On March 21, 2007, Orleans was again before Judge DiGirolamo on violation of probation charges, this time for driving and acquiring new driving offenses despite the fact that he did not have valid driving privileges. Orleans admitted the violation and conceded that probation should be revoked and imprisonment imposed, but asked that the sentence begin after a civil case that he was litigating went to trial in late May. Judge DiGirolamo sentenced Orleans to a period of sixty days incarceration, revoked probation and ordered that Orleans be taken into custody immediately.
On April 4, 2007, fourteen calendar days after sentence was imposed, Orleans filed his appeal of the sentence. On April 11, 2007, defense counsel filed an Anders brief.
II.
The Government has moved to dismiss the appeal as untimely, on the grounds that Fed.R.Crim.P. 58(g)(2)(B) requires that a defendant's notice of appeal be filed within ten days after entry of judgment. This appeal period is jurisdictional. See Browder v. Director, Dep't of Corrections, 434 U.S. 257, 264 (1978). Defense counsel opposes dismissal, arguing that Fed.R.Crim.P. 45 states that, for the purposes of calculating time, "intermediate Saturdays, Sundays, and legal holidays [should be excluded] when the period is less than 11 days." In this case, the period from March 21, 2007 to April 4, 2007 included two Saturdays and two Sundays, which are excluded from the calculation because the appeal period is less than eleven days. Thus, though fourteen calendar days passed, the appeal is considered filed within the ten-day deadline. Accordingly, the Government's Motion to Dismiss is DENIED.
III.
A reviewing court may not reverse the trial court simply because it would have decided the case differently. United States v. Orme, 51 F.3d 269 (4th Cir. 1995), citing Anderson v. Bessemer City, 470 U.S. 564 (1985). "Generally, a sentence, if within the statutory limits, is not subject to review." United States v. Bernard, 757 F.2d 1439, 1444 (4th Cir. 1985), citing United States v. Tucker, 404 U.S. 443 (1972). 18 U.S.C. § 3742(e) (2004) limits appeals to two grounds for Class B misdemeanors and other crimes with no sentencing guidelines: (1) whether the sentence was imposed in violation of law and (2) whether it was "plainly unreasonable." United States v.

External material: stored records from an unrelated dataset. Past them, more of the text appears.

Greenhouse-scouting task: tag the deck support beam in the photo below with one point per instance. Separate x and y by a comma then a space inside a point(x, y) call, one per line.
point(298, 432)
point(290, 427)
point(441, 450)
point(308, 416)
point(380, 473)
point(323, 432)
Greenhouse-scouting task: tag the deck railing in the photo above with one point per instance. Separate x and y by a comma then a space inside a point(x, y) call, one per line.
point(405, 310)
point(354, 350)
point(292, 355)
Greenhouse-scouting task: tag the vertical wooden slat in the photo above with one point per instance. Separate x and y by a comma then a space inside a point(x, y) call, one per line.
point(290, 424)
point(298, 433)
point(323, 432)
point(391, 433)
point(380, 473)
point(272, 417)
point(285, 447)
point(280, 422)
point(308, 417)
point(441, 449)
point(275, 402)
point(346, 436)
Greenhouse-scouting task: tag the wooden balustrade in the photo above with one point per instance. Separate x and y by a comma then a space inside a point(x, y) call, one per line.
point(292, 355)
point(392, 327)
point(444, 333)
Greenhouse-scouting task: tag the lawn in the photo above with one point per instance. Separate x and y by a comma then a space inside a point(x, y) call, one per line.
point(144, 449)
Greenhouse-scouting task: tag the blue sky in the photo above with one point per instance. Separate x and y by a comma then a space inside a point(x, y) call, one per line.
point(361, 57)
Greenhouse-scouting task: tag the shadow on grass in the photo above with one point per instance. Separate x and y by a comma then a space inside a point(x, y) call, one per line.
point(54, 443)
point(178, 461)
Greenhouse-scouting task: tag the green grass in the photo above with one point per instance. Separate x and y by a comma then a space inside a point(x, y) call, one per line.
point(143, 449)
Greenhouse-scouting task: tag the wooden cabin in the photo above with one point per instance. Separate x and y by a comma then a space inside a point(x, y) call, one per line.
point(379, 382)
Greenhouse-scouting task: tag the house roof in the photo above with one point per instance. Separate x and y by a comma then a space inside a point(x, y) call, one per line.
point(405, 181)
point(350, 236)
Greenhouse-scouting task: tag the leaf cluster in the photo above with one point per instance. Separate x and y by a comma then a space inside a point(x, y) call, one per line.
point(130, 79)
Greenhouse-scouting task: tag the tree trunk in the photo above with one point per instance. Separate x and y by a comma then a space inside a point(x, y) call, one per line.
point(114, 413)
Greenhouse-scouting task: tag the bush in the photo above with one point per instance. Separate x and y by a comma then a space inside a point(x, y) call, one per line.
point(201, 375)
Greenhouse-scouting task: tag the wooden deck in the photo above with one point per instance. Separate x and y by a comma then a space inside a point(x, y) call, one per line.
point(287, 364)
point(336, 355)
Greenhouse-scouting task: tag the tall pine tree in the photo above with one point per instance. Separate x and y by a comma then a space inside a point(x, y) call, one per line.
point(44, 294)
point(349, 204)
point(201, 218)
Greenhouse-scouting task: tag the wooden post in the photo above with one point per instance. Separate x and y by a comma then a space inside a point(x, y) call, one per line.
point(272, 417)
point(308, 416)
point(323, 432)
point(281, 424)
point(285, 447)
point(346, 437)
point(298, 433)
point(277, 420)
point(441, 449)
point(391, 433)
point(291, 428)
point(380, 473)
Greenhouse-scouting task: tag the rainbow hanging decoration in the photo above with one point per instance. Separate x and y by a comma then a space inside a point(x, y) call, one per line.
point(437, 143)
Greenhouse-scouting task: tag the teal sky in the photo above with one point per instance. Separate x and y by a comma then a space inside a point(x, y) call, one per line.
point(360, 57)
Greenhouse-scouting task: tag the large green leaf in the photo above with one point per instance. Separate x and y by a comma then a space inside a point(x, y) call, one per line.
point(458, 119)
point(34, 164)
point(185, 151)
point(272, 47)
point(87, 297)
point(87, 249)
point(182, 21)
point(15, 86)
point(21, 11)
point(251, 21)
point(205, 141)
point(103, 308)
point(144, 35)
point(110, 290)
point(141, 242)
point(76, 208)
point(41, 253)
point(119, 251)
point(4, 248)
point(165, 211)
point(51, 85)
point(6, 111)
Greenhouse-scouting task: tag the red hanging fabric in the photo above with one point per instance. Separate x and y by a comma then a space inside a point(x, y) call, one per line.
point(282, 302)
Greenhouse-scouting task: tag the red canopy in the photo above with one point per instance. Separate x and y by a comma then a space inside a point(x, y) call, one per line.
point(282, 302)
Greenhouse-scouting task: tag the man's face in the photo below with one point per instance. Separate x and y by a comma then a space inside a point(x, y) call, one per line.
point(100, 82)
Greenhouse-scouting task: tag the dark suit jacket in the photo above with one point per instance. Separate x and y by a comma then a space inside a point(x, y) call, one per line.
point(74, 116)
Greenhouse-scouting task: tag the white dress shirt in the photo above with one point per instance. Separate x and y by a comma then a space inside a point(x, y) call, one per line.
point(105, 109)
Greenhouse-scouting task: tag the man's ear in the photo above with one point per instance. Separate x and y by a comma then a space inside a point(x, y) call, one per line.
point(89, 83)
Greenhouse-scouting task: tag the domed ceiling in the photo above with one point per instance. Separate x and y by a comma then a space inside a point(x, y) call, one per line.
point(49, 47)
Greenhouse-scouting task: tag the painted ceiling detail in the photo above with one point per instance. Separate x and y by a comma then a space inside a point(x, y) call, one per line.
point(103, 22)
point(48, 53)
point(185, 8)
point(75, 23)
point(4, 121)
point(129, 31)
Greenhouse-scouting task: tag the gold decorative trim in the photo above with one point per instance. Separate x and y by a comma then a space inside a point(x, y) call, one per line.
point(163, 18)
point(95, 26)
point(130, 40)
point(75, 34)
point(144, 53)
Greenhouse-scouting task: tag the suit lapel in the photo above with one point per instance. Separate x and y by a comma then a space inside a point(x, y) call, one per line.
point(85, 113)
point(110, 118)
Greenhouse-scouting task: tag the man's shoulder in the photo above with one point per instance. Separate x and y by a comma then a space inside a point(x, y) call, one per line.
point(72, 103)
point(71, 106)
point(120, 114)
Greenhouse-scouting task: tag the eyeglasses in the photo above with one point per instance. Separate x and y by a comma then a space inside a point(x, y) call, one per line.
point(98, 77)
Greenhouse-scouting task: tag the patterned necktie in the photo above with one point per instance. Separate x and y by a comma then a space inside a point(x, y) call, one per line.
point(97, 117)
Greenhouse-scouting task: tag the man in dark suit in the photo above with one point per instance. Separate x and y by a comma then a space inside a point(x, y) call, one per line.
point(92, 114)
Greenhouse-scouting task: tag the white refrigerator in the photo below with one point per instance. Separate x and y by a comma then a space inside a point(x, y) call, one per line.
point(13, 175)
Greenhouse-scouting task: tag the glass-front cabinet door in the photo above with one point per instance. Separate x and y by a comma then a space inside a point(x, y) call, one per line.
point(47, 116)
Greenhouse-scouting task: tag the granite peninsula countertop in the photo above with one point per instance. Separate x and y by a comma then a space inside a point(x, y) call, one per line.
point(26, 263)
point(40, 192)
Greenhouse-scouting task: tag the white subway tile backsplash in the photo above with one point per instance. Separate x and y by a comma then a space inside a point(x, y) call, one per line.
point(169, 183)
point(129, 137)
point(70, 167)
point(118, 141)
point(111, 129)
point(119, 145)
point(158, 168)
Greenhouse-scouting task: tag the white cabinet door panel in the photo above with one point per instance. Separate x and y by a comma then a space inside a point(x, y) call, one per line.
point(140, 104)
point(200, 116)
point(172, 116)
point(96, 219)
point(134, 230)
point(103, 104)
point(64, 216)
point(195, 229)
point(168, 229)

Anderson, 787 F. Supp. 537 (D. Md. 1992). If neither ground exists, the sentence must be affirmed. Id., citing 18 U.S.C. § 3742(f)(3).Judge DiGirolamo's imposition of a sixty-day sentence was neither in violation of law, nor "plainly unreasonable." The sentence was well within the six-month period of imprisonment Orleans faced and was a valid exercise of Judge DiGirolamo's discretion. Moreover, defense counsel admits that the sentence was not plainly unreasonable. Orleans was appearing before Judge DiGirolamo on his second violation of probation charge. Orleans admitted the numerous violations and his reason for postponing imprisonment — to do legal research for his pending civil matter — is not sufficiently compelling that the sentence imposed was "plainly unreasonable."
IV.
For the foregoing reasons, the Court DENIES the Government's Motion to Dismiss the Appeal and AFFIRMS the judgment and sentence entered by Magistrate Judge DiGirolamo on March 21, 2007.
A separate ORDER accompanies this Memorandum Opinion.